Luís Palma



Belfast: Verde #1 (tradução)

Belfast: Verde #1 (tradução)

Belfast: Verde # 1.

[…]

Eles construíram grandes muros como este, escondiam-se neles. (1)
Acabaram com todos os campos de futebol. Era o que tínhamos.
Então, decidimos lutar contra os britânicos nas ruas.

Todas as guerras são uma luta contra a ocupação.
As forças de ocupação põem-te sempre um rótulo.
Rotulam-te: «És um terrorista». Somos terroristas no nosso próprio país.

Não passávamos de estudantes – rapazes, raparigas.
Andávamos na escola quando esta guerra começou.
Eu nunca me meti em sarilhos em toda a minha vida!

E de repente, por termos decidido lutar por aquilo em que acreditávamos, éramos terroristas.
Não estávamos a lutar pela liberdade.
Éramos terroristas na nossa própria cultura. Era esta a situação, certo?

Portanto, decidimos lutar – rapazes, raparigas – e enfrentámos os britânicos nas ruas.

Éramos soldados, embora não passássemos de miúdos, jovens.
Fomos muito eficazes na luta contra o exército britânico.
Morriam soldados todos os dias.
Morriam polícias todos os dias.
Fazíamos guerra aos soldados britânicos, era isto que estava a acontecer.

E todas as guerras são uma luta contra a ocupação.
Eles tinham serviços secretos para fazer o trabalho sujo – o “MI5”, o “MI6”.
Apareciam aí à paisana, vestidos como tu, mas na realidade eram soldados.
Entravam nas zonas dos católicos, disparavam contra as pessoas e culpavam os protestantes.
Entravam nas zonas dos protestantes, alvejavam gente inocente e culpavam os católicos.

A coisa estava a tornar-se sectária. Compreendes?
E era tudo obra dos ingleses. Compreendes?

Foi aqui que começou o ódio.
Por isso decidimos lutar e fomos muito eficazes nessa luta.
Em todas as guerras o apoio da população é fundamental. O nosso lado apoiava-nos a cem por cento.
Mas aqui o apoio mais importante foi o das mulheres.

Sem elas não teríamos podido lutar.
Quando se fala de guerra, fala-se sempre dos homens que morrem em combate.
Ninguém se lembra das mulheres. Mas muitas das nossas raparigas morreram.
Muitas das nossas raparigas sofreram nas prisões.

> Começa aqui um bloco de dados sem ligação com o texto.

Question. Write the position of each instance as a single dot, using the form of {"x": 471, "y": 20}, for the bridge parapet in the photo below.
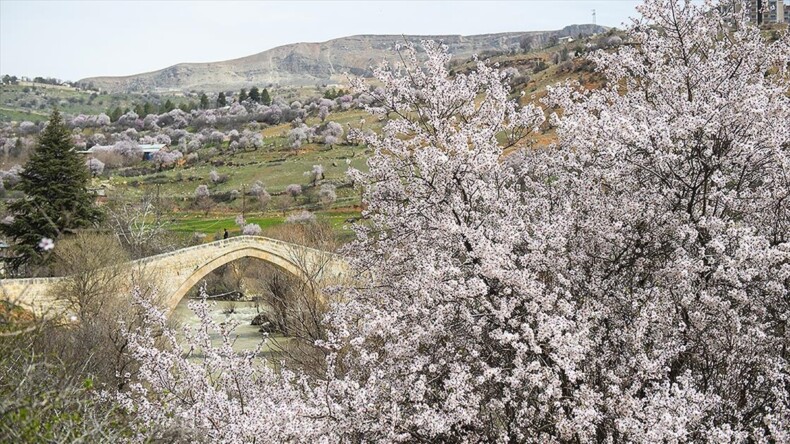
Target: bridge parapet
{"x": 178, "y": 271}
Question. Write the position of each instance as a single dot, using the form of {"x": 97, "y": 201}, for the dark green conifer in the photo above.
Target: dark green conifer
{"x": 56, "y": 199}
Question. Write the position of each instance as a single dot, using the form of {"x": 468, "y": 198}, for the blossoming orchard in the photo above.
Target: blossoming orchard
{"x": 628, "y": 282}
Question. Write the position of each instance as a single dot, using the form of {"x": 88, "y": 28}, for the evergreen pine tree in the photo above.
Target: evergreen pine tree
{"x": 56, "y": 198}
{"x": 266, "y": 99}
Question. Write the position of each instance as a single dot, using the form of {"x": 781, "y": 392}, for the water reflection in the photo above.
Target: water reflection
{"x": 247, "y": 337}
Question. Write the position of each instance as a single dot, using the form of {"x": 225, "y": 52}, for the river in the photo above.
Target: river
{"x": 247, "y": 336}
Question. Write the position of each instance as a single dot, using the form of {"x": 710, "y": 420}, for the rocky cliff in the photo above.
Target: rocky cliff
{"x": 312, "y": 63}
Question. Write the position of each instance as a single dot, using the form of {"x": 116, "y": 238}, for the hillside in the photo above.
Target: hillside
{"x": 313, "y": 63}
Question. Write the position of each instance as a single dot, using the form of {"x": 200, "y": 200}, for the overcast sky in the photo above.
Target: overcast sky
{"x": 71, "y": 40}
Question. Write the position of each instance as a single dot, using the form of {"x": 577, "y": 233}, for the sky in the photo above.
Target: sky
{"x": 71, "y": 40}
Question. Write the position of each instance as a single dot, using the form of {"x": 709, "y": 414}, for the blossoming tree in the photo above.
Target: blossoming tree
{"x": 628, "y": 284}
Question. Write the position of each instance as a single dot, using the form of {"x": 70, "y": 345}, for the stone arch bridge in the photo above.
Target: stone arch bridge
{"x": 176, "y": 272}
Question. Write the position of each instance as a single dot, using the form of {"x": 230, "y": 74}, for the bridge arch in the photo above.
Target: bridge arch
{"x": 178, "y": 271}
{"x": 245, "y": 252}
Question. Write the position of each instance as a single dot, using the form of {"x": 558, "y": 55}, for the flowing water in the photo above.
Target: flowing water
{"x": 247, "y": 336}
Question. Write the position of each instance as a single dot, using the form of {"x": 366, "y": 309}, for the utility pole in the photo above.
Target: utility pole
{"x": 157, "y": 209}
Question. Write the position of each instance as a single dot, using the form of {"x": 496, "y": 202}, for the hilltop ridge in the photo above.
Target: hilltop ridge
{"x": 300, "y": 64}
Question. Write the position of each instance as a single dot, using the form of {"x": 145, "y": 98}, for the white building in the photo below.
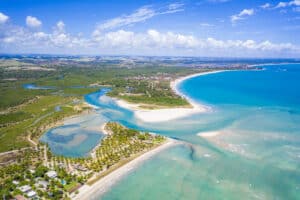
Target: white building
{"x": 25, "y": 188}
{"x": 51, "y": 174}
{"x": 31, "y": 194}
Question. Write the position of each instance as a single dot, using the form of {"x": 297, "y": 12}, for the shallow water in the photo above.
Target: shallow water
{"x": 256, "y": 156}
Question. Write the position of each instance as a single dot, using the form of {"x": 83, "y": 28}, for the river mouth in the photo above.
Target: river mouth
{"x": 249, "y": 147}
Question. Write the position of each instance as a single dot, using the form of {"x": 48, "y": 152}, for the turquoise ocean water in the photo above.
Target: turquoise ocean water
{"x": 255, "y": 156}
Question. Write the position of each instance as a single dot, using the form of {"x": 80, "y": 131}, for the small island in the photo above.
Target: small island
{"x": 47, "y": 176}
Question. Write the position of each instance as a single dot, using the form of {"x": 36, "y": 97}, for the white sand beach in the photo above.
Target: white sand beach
{"x": 209, "y": 134}
{"x": 96, "y": 190}
{"x": 161, "y": 115}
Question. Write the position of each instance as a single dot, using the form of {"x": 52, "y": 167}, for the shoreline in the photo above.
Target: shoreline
{"x": 167, "y": 114}
{"x": 93, "y": 151}
{"x": 100, "y": 187}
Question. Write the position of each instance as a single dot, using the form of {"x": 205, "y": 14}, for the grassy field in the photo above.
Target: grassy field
{"x": 26, "y": 112}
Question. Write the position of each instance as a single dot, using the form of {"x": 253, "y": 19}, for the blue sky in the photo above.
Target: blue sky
{"x": 222, "y": 28}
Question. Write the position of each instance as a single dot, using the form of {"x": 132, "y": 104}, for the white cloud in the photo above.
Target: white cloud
{"x": 206, "y": 25}
{"x": 3, "y": 18}
{"x": 286, "y": 4}
{"x": 152, "y": 42}
{"x": 33, "y": 22}
{"x": 175, "y": 6}
{"x": 140, "y": 15}
{"x": 241, "y": 15}
{"x": 266, "y": 6}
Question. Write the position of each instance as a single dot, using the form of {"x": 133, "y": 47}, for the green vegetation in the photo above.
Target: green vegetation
{"x": 30, "y": 172}
{"x": 120, "y": 144}
{"x": 55, "y": 177}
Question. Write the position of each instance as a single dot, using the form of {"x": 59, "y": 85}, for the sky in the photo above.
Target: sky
{"x": 205, "y": 28}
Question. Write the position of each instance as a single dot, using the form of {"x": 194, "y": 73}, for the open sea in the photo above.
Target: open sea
{"x": 256, "y": 154}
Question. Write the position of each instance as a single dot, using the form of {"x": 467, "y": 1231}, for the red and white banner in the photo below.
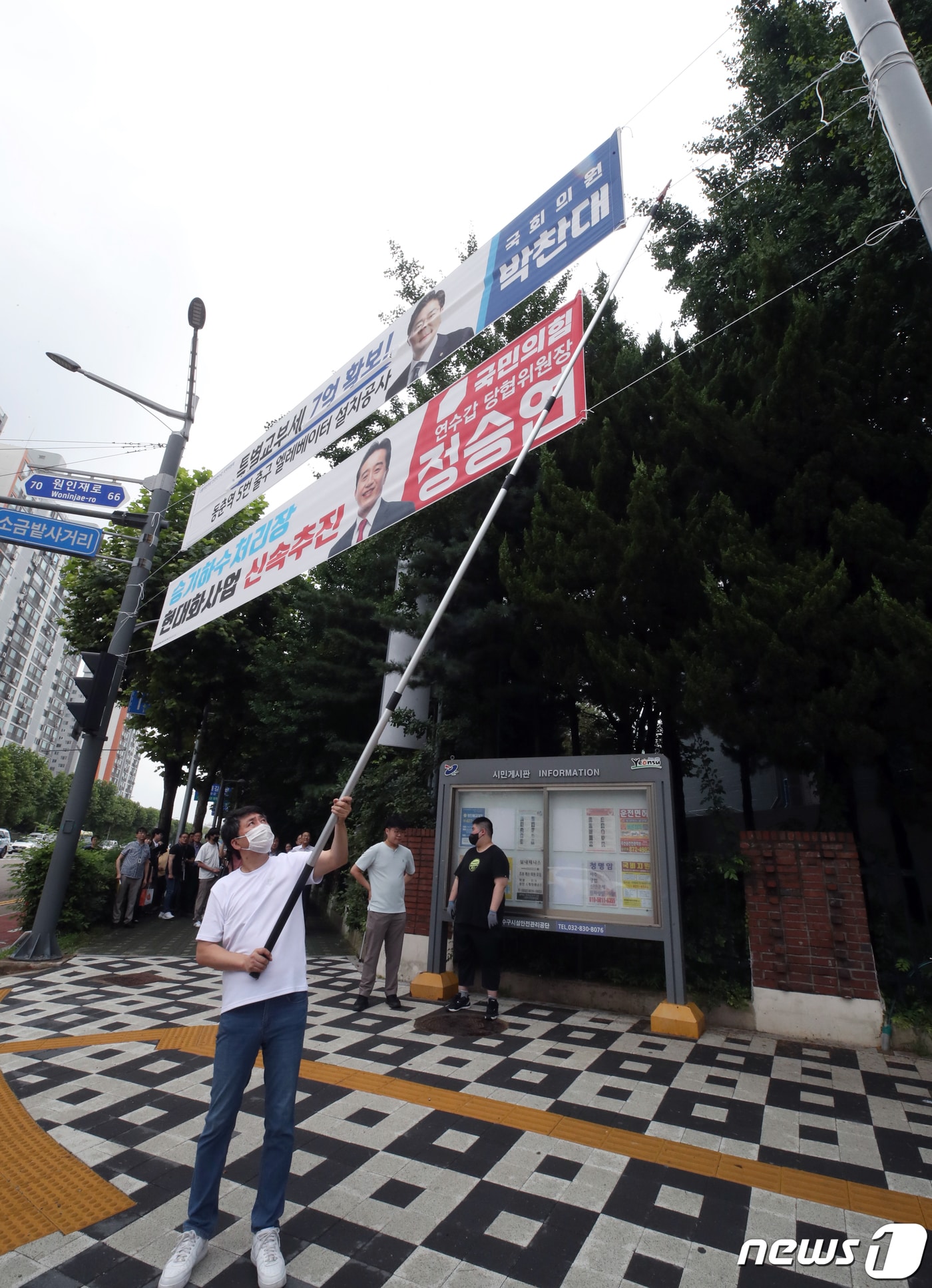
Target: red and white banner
{"x": 461, "y": 434}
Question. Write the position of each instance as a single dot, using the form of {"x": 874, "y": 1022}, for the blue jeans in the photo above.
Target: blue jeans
{"x": 277, "y": 1028}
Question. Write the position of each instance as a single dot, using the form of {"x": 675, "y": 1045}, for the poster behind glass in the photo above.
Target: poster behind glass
{"x": 599, "y": 856}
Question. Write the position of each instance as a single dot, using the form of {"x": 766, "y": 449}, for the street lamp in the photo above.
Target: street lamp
{"x": 40, "y": 943}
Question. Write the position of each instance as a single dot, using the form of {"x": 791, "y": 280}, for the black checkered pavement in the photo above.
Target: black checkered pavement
{"x": 384, "y": 1191}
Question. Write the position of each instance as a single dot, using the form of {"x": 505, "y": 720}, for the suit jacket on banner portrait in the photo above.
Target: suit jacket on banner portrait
{"x": 445, "y": 346}
{"x": 559, "y": 226}
{"x": 464, "y": 433}
{"x": 388, "y": 513}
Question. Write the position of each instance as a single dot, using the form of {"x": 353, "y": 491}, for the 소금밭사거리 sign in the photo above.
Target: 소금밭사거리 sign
{"x": 91, "y": 492}
{"x": 577, "y": 213}
{"x": 33, "y": 529}
{"x": 461, "y": 434}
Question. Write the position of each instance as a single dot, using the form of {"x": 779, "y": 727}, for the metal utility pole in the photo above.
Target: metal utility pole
{"x": 40, "y": 943}
{"x": 899, "y": 97}
{"x": 192, "y": 771}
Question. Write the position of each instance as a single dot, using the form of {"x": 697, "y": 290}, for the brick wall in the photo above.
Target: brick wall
{"x": 420, "y": 841}
{"x": 808, "y": 924}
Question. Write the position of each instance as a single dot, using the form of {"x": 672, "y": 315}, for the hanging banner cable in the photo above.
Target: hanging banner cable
{"x": 359, "y": 768}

Vou-te contar mais algumas histórias que aqui ocorreram, à medida que formos andando.

Está bem assim?

- Sim, parece-me bem

[…]


(1)

O muro de Belfast serviu para dividir territórios entre Republicanos e Unionistas.
Ao contrário do muro de Berlim, que foi construído em betão armado pelo regime da União Soviética, uma grande parte
deste é de aço.
Desde a revolução industrial que a indústria naval representa um sector muito forte na economia desta região.
No início do século XX, nestes estaleiros foi construído o Titanic a partir de um trabalho que contou com a colaboração da
Universidade de Ulster.
A associação entre este metal, a cidade e a indústria naval, na relação até com a fronteira marítima que separa o Oceano Atlântico
do Mar do Norte, não é de todo irrelevante.